Ethnicity, hypermobility syndrome and Ehlers-Danlos syndrome: A study based on hospital admissions

Abstract

The purpose of the study was to identify any evidence of different patterns of disease for Ehlers Danlos Syndrome (EDS) and Hypermobility Syndrome (JHS) in the White British and South Asian communities in England. The numbers of hospital in-patients in ten NHS Trusts, between 2016 and 2020, in whom a diagnosis of EDS or JHS had been recorded were identified through Freedom of Information (FOI) requests.

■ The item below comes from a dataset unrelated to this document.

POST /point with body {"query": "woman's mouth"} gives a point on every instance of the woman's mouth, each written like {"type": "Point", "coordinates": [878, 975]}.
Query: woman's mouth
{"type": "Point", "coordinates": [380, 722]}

The condition was either the primary diagnosis or a secondary one, incidental to the reason for admission. The ten Trusts were selected because they served areas with a significant South Asian population and had been involved in previous studies of discrimination in the delivery of care. The study also assessed whether there was evidence of any of the Trusts underserving their South Asian community with lesser levels of recognition of EDS and JHS. Overall South Asian patients were almost four times more likely to have been diagnosed as having JHS. This proportion was statistically significant (z = -11.69, p <0.00001). In Burton and Derby, Cambridge and Leicester the proportion of South Asian patients diagnosed as having EDS was significantly lower than in other Trusts (z = 9.4, p <0.00001). This was also the case for JHS (z = 8.09, p < 0.00001). This would indicate that in these three Trusts both conditions are underdiagnosed in the South Asian community. The significance of these findings is discussed.